Eigenvalues and Eigenvectors

This is an early draft. Content may change as it gets reviewed.

Most vectors get transformed by a matrix into something that points in a completely different direction. But some special vectors only get stretched (or shrunk) — their direction doesn’t change. These special vectors are the key to unlocking the structure hidden inside any matrix.

The definition

An eigenvector of a matrix $A$ is a nonzero vector $\mathbf{v}$ such that:

$$A\mathbf{v} = \lambda \mathbf{v}$$

The matrix $A$ applied to $\mathbf{v}$ produces the same vector, just scaled by some factor $\lambda$. That scaling factor is the eigenvalue.

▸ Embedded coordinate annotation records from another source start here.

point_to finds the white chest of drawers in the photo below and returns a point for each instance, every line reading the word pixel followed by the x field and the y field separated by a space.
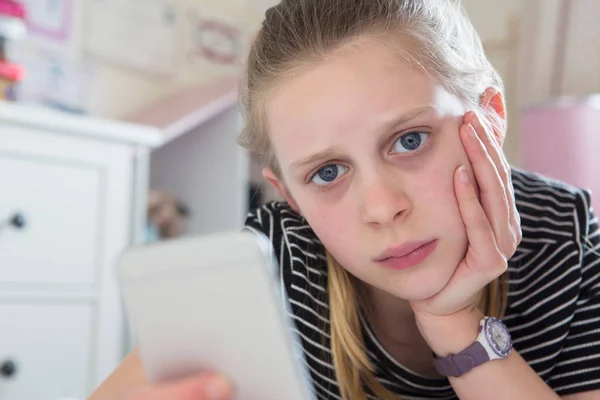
pixel 72 198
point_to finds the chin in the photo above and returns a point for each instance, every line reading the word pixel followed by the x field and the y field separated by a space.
pixel 420 283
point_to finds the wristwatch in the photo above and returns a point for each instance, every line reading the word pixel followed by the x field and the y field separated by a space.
pixel 493 343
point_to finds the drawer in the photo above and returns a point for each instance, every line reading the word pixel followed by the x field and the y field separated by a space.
pixel 60 207
pixel 44 351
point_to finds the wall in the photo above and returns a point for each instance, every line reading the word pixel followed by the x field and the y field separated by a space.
pixel 498 25
pixel 116 91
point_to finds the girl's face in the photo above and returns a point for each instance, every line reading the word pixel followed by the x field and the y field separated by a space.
pixel 367 148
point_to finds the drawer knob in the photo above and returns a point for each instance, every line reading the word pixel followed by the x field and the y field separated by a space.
pixel 8 369
pixel 18 221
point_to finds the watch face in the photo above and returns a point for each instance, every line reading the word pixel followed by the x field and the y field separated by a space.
pixel 498 336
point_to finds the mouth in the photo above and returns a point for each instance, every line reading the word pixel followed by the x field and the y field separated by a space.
pixel 407 255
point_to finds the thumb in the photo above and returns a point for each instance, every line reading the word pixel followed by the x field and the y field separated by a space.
pixel 203 387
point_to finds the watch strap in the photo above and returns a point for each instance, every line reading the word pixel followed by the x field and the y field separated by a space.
pixel 459 364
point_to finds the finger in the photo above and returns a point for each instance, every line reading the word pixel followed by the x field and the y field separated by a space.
pixel 203 387
pixel 482 242
pixel 491 187
pixel 495 152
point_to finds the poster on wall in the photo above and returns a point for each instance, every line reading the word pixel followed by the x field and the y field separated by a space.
pixel 137 34
pixel 214 42
pixel 56 75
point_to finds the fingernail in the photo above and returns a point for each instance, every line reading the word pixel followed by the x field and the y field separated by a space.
pixel 471 131
pixel 463 176
pixel 218 388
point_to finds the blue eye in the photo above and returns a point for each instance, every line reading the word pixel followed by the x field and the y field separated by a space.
pixel 328 174
pixel 410 142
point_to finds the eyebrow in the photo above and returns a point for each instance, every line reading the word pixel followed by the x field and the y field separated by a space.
pixel 330 153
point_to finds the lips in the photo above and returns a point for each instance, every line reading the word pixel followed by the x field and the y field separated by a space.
pixel 407 254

In words: the matrix transforms most vectors into new directions. But eigenvectors are immune to the rotation — they just get longer or shorter. The eigenvalue tells you by how much.

A concrete example

$$A = \begin{pmatrix} 3 & 1 \ 0 & 2 \end{pmatrix}$$

Try the vector $\mathbf{v}_1 = (1, 0)^T$:

$$A \begin{pmatrix} 1 \ 0 \end{pmatrix} = \begin{pmatrix} 3 \ 0 \end{pmatrix} = 3 \begin{pmatrix} 1 \ 0 \end{pmatrix}$$

Same direction, scaled by 3. So $(1, 0)^T$ is an eigenvector with eigenvalue $\lambda_1 = 3$.

Try $\mathbf{v}_2 = (1, -1)^T$:

$$A \begin{pmatrix} 1 \ -1 \end{pmatrix} = \begin{pmatrix} 2 \ -2 \end{pmatrix} = 2 \begin{pmatrix} 1 \ -1 \end{pmatrix}$$

Same direction, scaled by 2. Eigenvalue $\lambda_2 = 2$.

A $2 \times 2$ matrix has (at most) 2 eigenvectors. A $p \times p$ matrix has (at most) $p$.

Try it yourself

Try It: Eigenvectors

A = [ ; ]
Presets:

The grey arrow is your test vector v. The orange arrow is Av — where the matrix sends it. The dashed lines show the eigenvector directions. Drag v onto a dashed line and watch: Av snaps to the same direction as v, just scaled. That’s what “eigenvector” means — the direction that survives the transformation.

Try the “Symmetric” preset — the eigenvectors are perpendicular (orthogonal). That’s always true for symmetric matrices, including covariance matrices.

Why they matter: the spectral theorem

For symmetric matrices (and covariance matrices are always symmetric), a beautiful result holds:

All eigenvalues are real (not complex)
Eigenvectors corresponding to different eigenvalues are orthogonal (perpendicular)
The matrix can be completely reconstructed from its eigenvalues and eigenvectors

This means a symmetric matrix is just a set of perpendicular directions, each with a scaling factor. The matrix stretches space along those directions — some more than others.

What eigenvalues tell you about data

When the matrix is a covariance matrix, the eigenvectors and eigenvalues have a direct interpretation:

Each eigenvector is a direction in feature space — a particular combination of the original variables
Each eigenvalue is the variance along that direction — how much the data spreads out that way
The eigenvector with the largest eigenvalue points in the direction of maximum variance
The eigenvector with the smallest eigenvalue points in the direction of minimum variance

If you have 67 linguistic features, the covariance matrix is $67 \times 67$ with 67 eigenvectors. Each eigenvector is a “dimension” — a pattern of co-occurrence among features. The eigenvalue tells you how much variance that dimension explains. The largest eigenvalues correspond to the strongest patterns in the data.

This is exactly what PCA does: find the eigenvectors of the covariance matrix, rank them by eigenvalue, and keep the top few. Those are the principal components.